L’abbiamo già scritto tante volte, ma vale la pena ricordarlo: in quegli anni si assisteva allo spostamento dalla rotta mediterranea a quella balcanica e nel 2016, per fermare i migranti che dall’Italia provavano a raggiungere il nord Europa, l’Austria aveva deciso di costruire un muro al passo del Brennero, uno dei più utilizzati.

Il luogo non era certo dei migliori per organizzare un corteo il cui obiettivo era bloccare le vie di comunicazione (“se non passano le persone, non passano nemmeno le merci”), ma in tanti e in tante siamo andate fino al confine, a urlare con slogan e sassi che non avremmo lasciato che il muro venisse costruito impunemente. Nei mesi precedenti e in quelli successivi sono state tante le azioni, più o meno incisive, con cui abbiamo ribadito da che parte stiamo: al fianco di chi sceglie di fuggire da guerre, devastazioni ambientali e povertà.

L’Austria ha poi rinunciato a costruire il muro, ma l’attraversamento delle frontiere è diventato di anno in anno più difficile e letale.
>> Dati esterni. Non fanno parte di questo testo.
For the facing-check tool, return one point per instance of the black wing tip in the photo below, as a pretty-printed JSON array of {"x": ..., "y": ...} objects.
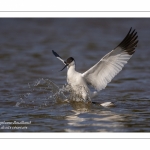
[
  {"x": 55, "y": 53},
  {"x": 129, "y": 43}
]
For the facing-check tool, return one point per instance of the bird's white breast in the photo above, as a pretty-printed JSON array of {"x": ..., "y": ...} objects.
[{"x": 77, "y": 82}]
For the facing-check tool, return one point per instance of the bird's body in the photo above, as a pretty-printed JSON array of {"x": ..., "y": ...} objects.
[{"x": 102, "y": 72}]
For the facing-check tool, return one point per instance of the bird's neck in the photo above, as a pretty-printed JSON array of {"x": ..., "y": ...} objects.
[{"x": 72, "y": 68}]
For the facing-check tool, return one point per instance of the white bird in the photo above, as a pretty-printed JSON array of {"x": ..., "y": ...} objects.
[{"x": 102, "y": 72}]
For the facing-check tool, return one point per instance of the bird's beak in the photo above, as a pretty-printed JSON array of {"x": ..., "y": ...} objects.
[{"x": 64, "y": 67}]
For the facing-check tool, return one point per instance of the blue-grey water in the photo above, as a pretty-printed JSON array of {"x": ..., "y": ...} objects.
[{"x": 27, "y": 69}]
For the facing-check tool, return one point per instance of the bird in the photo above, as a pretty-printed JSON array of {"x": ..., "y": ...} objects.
[{"x": 99, "y": 75}]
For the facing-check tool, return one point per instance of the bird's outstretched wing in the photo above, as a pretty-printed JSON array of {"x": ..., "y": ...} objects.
[
  {"x": 112, "y": 63},
  {"x": 56, "y": 55}
]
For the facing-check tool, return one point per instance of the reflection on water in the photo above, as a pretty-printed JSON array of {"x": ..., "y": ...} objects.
[{"x": 31, "y": 86}]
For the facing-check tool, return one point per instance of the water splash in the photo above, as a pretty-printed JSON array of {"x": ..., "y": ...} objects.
[{"x": 44, "y": 93}]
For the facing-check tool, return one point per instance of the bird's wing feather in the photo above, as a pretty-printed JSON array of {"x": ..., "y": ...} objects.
[
  {"x": 112, "y": 63},
  {"x": 56, "y": 55}
]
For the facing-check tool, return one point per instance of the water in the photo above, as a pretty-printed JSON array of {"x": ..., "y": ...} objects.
[{"x": 28, "y": 68}]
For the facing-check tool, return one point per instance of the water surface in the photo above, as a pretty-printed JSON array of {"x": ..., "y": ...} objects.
[{"x": 28, "y": 67}]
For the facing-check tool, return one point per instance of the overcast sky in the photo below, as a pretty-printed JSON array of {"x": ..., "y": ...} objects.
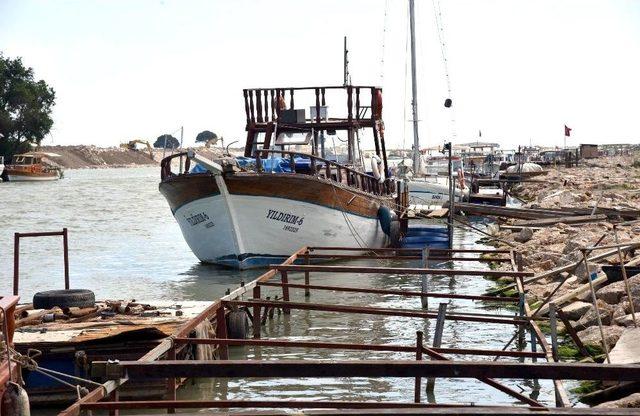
[{"x": 519, "y": 70}]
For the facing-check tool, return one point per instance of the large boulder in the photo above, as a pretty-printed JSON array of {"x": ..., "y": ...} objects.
[
  {"x": 611, "y": 293},
  {"x": 626, "y": 320},
  {"x": 524, "y": 235},
  {"x": 591, "y": 335},
  {"x": 591, "y": 318},
  {"x": 576, "y": 310},
  {"x": 632, "y": 401},
  {"x": 627, "y": 349}
]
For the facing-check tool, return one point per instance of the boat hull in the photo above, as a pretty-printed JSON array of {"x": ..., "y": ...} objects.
[
  {"x": 422, "y": 192},
  {"x": 31, "y": 178},
  {"x": 252, "y": 221}
]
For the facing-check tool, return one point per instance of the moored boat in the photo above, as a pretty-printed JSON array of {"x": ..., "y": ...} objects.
[
  {"x": 33, "y": 166},
  {"x": 286, "y": 193}
]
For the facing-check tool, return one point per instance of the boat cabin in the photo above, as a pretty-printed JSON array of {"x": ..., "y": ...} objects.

Oggi, con la guerra in Ucraina e il massacro in atto in Palestina, il nesso tra guerra e frontiere è più evidente che mai e purtroppo il significato di quella giornata di lotta è sempre più attuale.
La guerra parte da qui: dai laboratori, dalle industrie, dalle università della Fortezza Europa.
Oggi come allora ci sono cose che ci risultano inaccettabili e abbiamo l’esigenza quasi fisica di palesarlo: come era scritto nel testo di indizione del corteo “Provare ad abbattere le frontiere è anche un impegno a non accettare l’inaccettabile. Un esercizio di etica del linguaggio, una pratica di libertà, un incontro possibile tra compagni di rotta”.

I più di 130 anni di carcere con cui lo Stato vuole mettere a tacere questo slancio di solidarietà non sono un peso solo per coloro che potrebbero vedere le loro condanne confermate il marzo prossimo. Sono un’ipoteca sulla possibilità collettiva di lottare, non perché smetteremo di farlo, ma perché quando il prezzo da pagare si alza sono meno le persone disposte a rischiare e questo costituisce un pericolo per la libertà di tutti e tutte.

L’unico modo per non farci schiacciare è continuare a tenere la testa alta, a dire forte e chiaro quello che pensiamo e a comportarci di conseguenza.

Intrecciare legami di solidarietà con coloro con cui condividiamo le lotte e con coloro sui quali più pesano le conseguenze del capitalismo.

Sabotare i piani di chi è disposto a uccidere e sfruttare altri esseri umani e devastare il mondo in cui viviamo, spesso senza nemmeno sporcarsi le mani, solo per mantenere in vita un sistema mortifero.

Facciamo capire chiaramente che non ci faremo spaventare dalle loro condanne, che le ragioni di quella lotta sono ancora le nostre, che non riusciranno mai a metterci a tacere perché oggi lottare è un’esigenza imprescindibile.

Che vogliamo restare umani.

Sono tanti i modi per declinare la solidarietà a chi era al Brennero quel 7 maggio: la lotta contro le frontiere è lotta contro la guerra.

Dal 26 febbraio al 5 marzo facciamo capire che chi lotta non è mai solo/a!